De onderzoeksmethodiek is als volgende: 384 werkgevers kregen voor hun vacature een CV van een kandidaat met een Vlaamse naam en met een allochtone naam. Het antwoord aan de sollicitant wordt gedefinieerd in de ruime zin (wat dan ook) of in de strikte zin (sollicitatiegesprek). In de ruime zin kreeg de allochtone sollicitant 322 negatieve en 62 positieve antwoorden (positieve antwoordkans = 0,161), de Vlaamse kandidaat kreeg 298 negatieve en 86 positieve antwoorden (positieve antwoordkans = 0,224). In de strike zin kreeg de allochtone sollicitant 30 uitnodigen voor een sollicitatiegesprek (positieve antwoordkans = 0,078) en de Vlaamse sollicitant kreeg 43 uitnodigingen (positieve antwoordkans = 0,112).

Vervolgens werd de positieve antwoordratio van allochtone sollicitanten berekend door de positieve antwoordkans van allochtonen te delen door de positieve antwoordkans van autochtonen. Er werd dan door een gepaarde t-test gekeken of deze significant verschilde van 1. Dit gaf voor antwoord in de ruime zin een ratio van 0,72 (62/86, P < 1%) en in de strikte zin een ratio van 0,70 (30/43, P < 1%). Met andere woorden de allochtoon heeft ongeveer 30% minder kans op een sollicitatiegesprek dan een autochtoon. Het is het laatste dat in De Standaard staat.

Ik kon spijtig genoeg de gepaarde t-test niet reproduceren (t-testen werken niet bij één datapunt). Ligt dat aan mijn statistische skills of aan de onderzoeksmethode? Dat laat ik voorlopig in het midden.

Negatieve antwoordratio

Ik betwist niet dat volgens de gehanteerde hypothese en de gehanteerde statistische analyse discriminatie werd vastgelegd.
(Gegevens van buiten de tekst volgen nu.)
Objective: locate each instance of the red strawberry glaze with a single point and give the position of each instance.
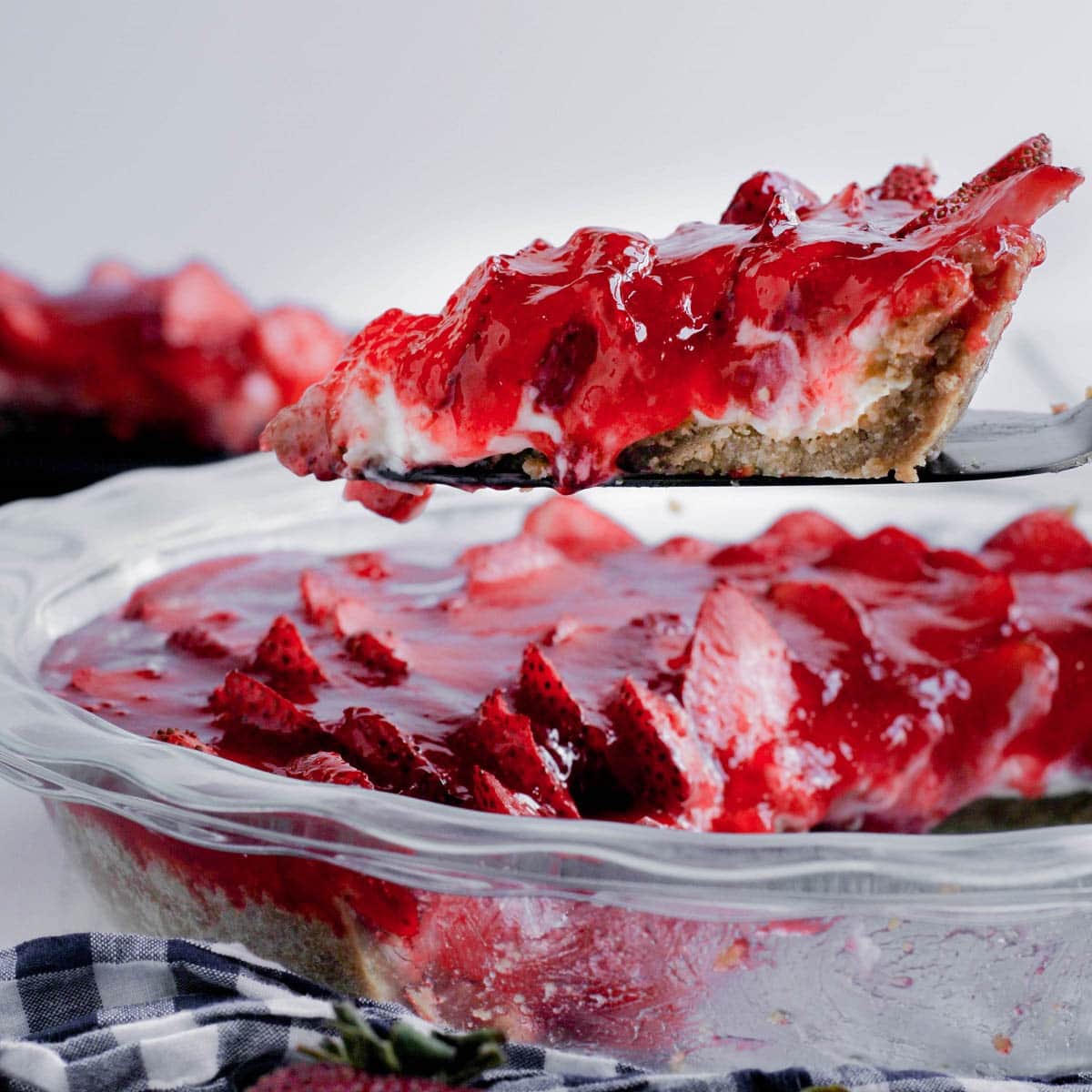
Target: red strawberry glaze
(805, 678)
(580, 349)
(184, 350)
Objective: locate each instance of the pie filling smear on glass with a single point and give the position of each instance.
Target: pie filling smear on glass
(795, 338)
De adder onder het gras ligt in de woorden “gehanteerde hypothese” en “gehanteerde statistische analyse”. In eerdere studies (naar waar Baert e.a. naar verwijzen) hanteren onderzoekers eveneens deze positieve antwoordratio i.e. hoeveel meer positieve antwoord krijgt een allochtoon t.o.v. een autochtoon. Nochtans kan je evengoed de negatieve antwoordratio berekenen i.e. hoeveel meer afwijzingen krijgt een allochtoon t.o.v. een Vlaming. Omdat dit equivalente hypotheses zijn m.b.t. discriminatie, zou deze identieke resultaten moeten opleveren.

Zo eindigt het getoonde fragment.